Mr Ogier said the terminology in the legislation had in part been derived from Norman French - the parent language of Guernsey French.
He said: "Fundamental is the registered personality - we use the term 'personage', which is a Norman French term."
He said various categories of people could be covered by the law. These include dead people, joint personalities, teams, bands and corporate personalities.
Mr Ogier said in February 2012 that the new laws could provide the island's creative and financial industries with a wide variety of business opportunities.
However, this view is not shared by everybody in Guernsey.
Annie Machon, a civil rights campaigner, said in March 2012 that islanders' access to information could be curtailed.
She said this could, in turn, have a detrimental impact on the local finance industry's ability to operate.
Mr Ogier claimed he had addressed these concerns at the time and said the laws had been carefully constructed to protect the interests of the public and the reporting freedom of the media.

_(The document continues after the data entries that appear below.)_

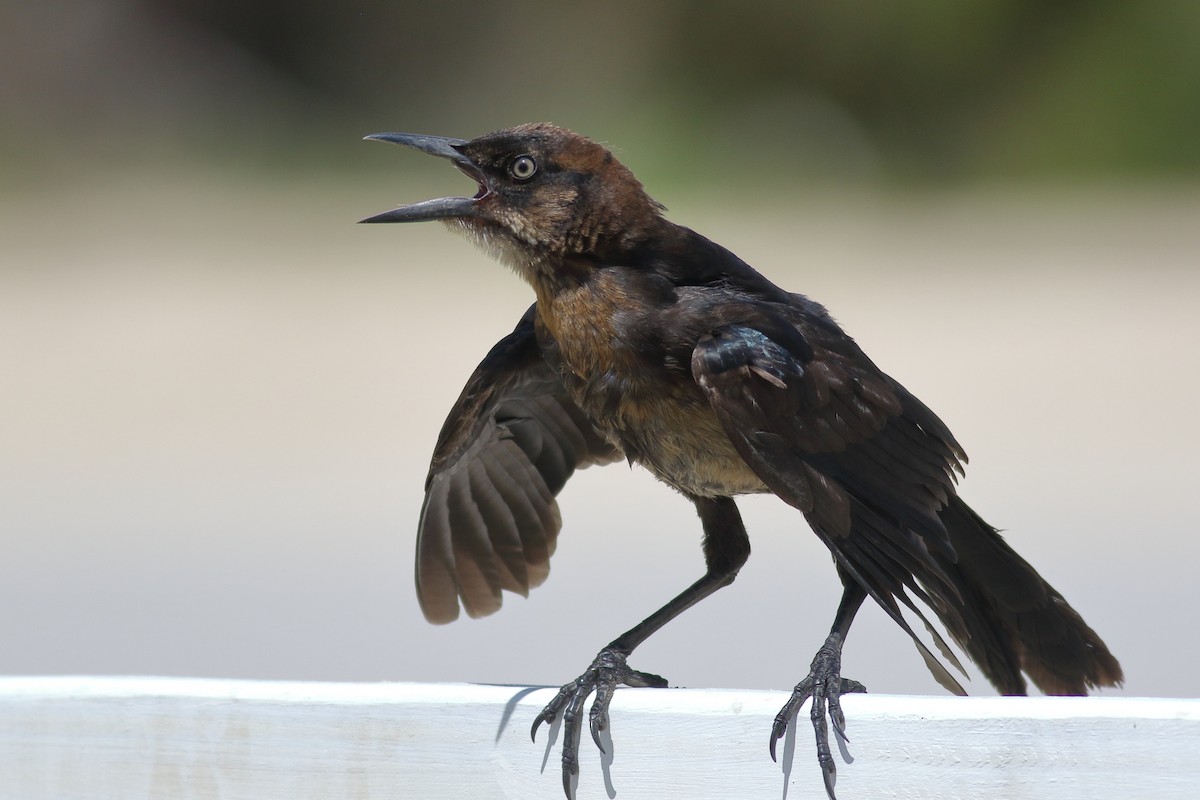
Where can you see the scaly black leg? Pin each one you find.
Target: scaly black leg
(826, 686)
(726, 548)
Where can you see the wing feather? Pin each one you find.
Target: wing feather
(490, 519)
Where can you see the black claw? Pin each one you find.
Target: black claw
(607, 671)
(825, 685)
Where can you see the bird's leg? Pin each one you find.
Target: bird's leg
(826, 686)
(726, 548)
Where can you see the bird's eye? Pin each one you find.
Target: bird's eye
(523, 168)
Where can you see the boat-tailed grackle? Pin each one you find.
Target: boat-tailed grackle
(651, 343)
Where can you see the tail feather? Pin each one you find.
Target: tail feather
(1012, 620)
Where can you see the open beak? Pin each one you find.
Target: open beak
(444, 208)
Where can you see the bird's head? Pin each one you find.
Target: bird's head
(546, 197)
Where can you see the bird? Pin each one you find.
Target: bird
(652, 344)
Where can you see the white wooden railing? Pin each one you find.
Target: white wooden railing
(174, 739)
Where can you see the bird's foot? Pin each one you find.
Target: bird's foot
(606, 673)
(826, 686)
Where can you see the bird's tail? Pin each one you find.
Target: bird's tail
(1011, 620)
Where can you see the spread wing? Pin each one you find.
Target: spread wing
(490, 519)
(870, 467)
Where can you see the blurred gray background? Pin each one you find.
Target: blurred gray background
(220, 395)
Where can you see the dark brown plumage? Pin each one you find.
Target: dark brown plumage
(652, 343)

The island's Registrar of Intellectual Property said there had been a good interest in the legislation and there were plans to market the idea internationally.
He said that although Guernsey legislation could not be enforced on another jurisdiction, the laws would have an international reach.
He added that image rights could be given effect in foreign courts as a result of contracts signed by personalities, or could be brought to Guernsey courts through the local legislation where there was an infringement in the Bailiwick.
Mr Ogier said he anticipated that registrations would develop as the initiative settled in and found its place.
David Evans, Director of IP for Guernsey legal firm Collas Crill, gave his support to the new law.
He said: "It is about time that IP legislation caught up with what society values - image rights are an important asset class.
"Guernsey is very good at looking after people's assets."